Effects of initial crystal structure of Fe2O3 and Mn promoter on effective active phase for syngas to light olefins

Although it is generally acknowledged that iron carbides are the active phase in Fischer-Tropsch synthesis (FTS), adjusting the formation of active phase and catalytic performance via the initial crystal structure of iron oxides has never been studied. Herein, we take one-dimensional pure phase alpha-Fe2O3 and gamma-Fe2O3 nonporous nanorods to explore the effects of initial crystal phase of Fe2O3 on both formation of active phase and corresponding catalytic performance, in which the influence of diffusion limitation on selectivity can be ignored.

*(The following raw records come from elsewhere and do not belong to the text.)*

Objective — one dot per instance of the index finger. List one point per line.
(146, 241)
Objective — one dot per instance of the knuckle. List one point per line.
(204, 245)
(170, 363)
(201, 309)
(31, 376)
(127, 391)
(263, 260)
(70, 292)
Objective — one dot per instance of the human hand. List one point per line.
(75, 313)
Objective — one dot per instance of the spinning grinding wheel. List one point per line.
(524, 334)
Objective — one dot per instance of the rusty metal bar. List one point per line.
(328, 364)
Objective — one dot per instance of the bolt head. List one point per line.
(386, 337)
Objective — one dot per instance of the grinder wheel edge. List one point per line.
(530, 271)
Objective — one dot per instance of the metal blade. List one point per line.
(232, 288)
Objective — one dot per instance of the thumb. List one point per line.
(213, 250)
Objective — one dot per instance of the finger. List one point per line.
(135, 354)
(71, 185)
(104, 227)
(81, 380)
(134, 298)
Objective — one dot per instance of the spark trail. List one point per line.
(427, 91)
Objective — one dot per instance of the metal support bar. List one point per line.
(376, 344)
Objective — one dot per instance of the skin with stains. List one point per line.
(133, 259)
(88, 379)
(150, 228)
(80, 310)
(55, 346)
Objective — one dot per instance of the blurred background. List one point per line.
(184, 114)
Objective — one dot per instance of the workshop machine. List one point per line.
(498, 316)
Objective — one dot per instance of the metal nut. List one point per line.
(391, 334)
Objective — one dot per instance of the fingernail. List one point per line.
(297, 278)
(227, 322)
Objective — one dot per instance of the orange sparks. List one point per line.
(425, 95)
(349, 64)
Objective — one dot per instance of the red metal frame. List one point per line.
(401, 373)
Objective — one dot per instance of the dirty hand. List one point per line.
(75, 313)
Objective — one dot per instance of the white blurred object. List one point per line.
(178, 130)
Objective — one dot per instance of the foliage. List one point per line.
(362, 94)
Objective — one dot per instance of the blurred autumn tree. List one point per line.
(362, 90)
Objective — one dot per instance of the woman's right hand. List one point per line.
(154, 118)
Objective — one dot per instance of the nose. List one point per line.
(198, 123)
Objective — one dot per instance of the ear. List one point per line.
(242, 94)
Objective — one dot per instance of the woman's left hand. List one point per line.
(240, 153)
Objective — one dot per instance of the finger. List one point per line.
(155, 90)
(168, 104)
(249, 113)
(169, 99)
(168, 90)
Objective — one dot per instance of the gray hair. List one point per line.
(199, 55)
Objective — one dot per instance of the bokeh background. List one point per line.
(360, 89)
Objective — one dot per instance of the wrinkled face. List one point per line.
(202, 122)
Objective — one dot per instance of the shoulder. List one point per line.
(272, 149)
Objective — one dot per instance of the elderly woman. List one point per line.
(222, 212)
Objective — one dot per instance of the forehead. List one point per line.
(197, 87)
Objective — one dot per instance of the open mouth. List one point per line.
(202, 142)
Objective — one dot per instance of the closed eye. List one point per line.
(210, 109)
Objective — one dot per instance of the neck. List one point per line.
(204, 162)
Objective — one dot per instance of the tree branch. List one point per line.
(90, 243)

In situ characterizations uncovered that the formation of iron carbides with high selectivity of light olefins strongly depends on the initial crystal phase of iron oxide and its induced metal-promoter interaction. Responding to the morphology effect and crystallographic phase effect, Mn located on surface of gamma-Fe2O3 nanorods exhibit a low oxidation state due to a strong Fe-Mn interaction. This interaction was beneficial to the formation of C-poor iron carbide species at the metal-promoter interface during carburization. Hence, outstanding selectivity for light olefins (61.2%) was achieved on 0.5 Mn/gamma-Fe2O3 nanorods catalyst at a CO conversion of 55.1% under industrially relevant conditions (320 degrees C, 1 MPa, H-2/CO ratio of 1, and W/F = 5 g(cat) h mol(-1)). This finding enriches the fundamental understanding of active phase evolution and promoter effect in STO process and may guide the design of a catalyst with high selectivity.